Most ray tracer tutorials go straight for C++ or even Python. I wanted to understand what was actually happening at the memory level — no classes, no smart pointers, no hidden constructors. Just structs, function pointers, and raw math.
The decision wasn't about masochism. It was about precision. When I read code in a high-level language, I'm always one abstraction removed from the actual computation. C strips that away. Every allocation is explicit. Every pointer is mine to manage. If something breaks, the blame is local.
The Geometry Problem
Writing a ray tracer forces you to think geometrically at every step. When you trace a ray and compute an intersection, there's no abstraction hiding the dot products and vector normalization. You feel every calculation. It's uncomfortable at first, then clarifying.
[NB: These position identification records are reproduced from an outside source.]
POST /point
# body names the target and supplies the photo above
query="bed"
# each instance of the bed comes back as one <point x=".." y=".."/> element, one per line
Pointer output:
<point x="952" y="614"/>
A ray is just an origin point and a direction vector. An intersection test for a sphere is just solving a quadratic equation. When you write it yourself — no glm::vec3, no Ray::intersect() — you remember it. The formula becomes yours.
typedef struct { float x, y, z; } Vec3;
float dot(Vec3 a, Vec3 b) {
return a.x*b.x + a.y*b.y + a.z*b.z;
}
int ray_sphere(Vec3 ro, Vec3 rd, Vec3 center, float r, float *t) {
Vec3 oc = { ro.x-center.x, ro.y-center.y, ro.z-center.z };
float a = dot(rd, rd);
float b = 2.0f * dot(oc, rd);
float c = dot(oc, oc) - r*r;
float disc = b*b - 4*a*c;
if (disc < 0) return 0;
*t = (-b - sqrtf(disc)) / (2.0f * a);
return 1;
}The BVH Problem
The biggest lesson so far: the BVH (Bounding Volume Hierarchy) is where naive implementations die. Without it, your scene complexity is O(n) per ray. With it, it drops to O(log n). The difference between a 10-second render and a 100ms one is almost entirely this data structure.
Building it without a library means building the AABB intersection test by hand, the recursive tree split, and tuning the surface-area heuristic. It's tedious. It's also the only way I've ever truly understood a BVH. Reading about it and implementing it are entirely different experiences.
What I'd Tell Myself Before Starting
Start with spheres and a fixed camera. Get a pixel on screen. Don't think about BVH, materials, or lights until you can see a grey circle on a black background and know exactly why it's there. The rest follows naturally.
Also: floating point is your enemy and your only tool. Get comfortable with it early.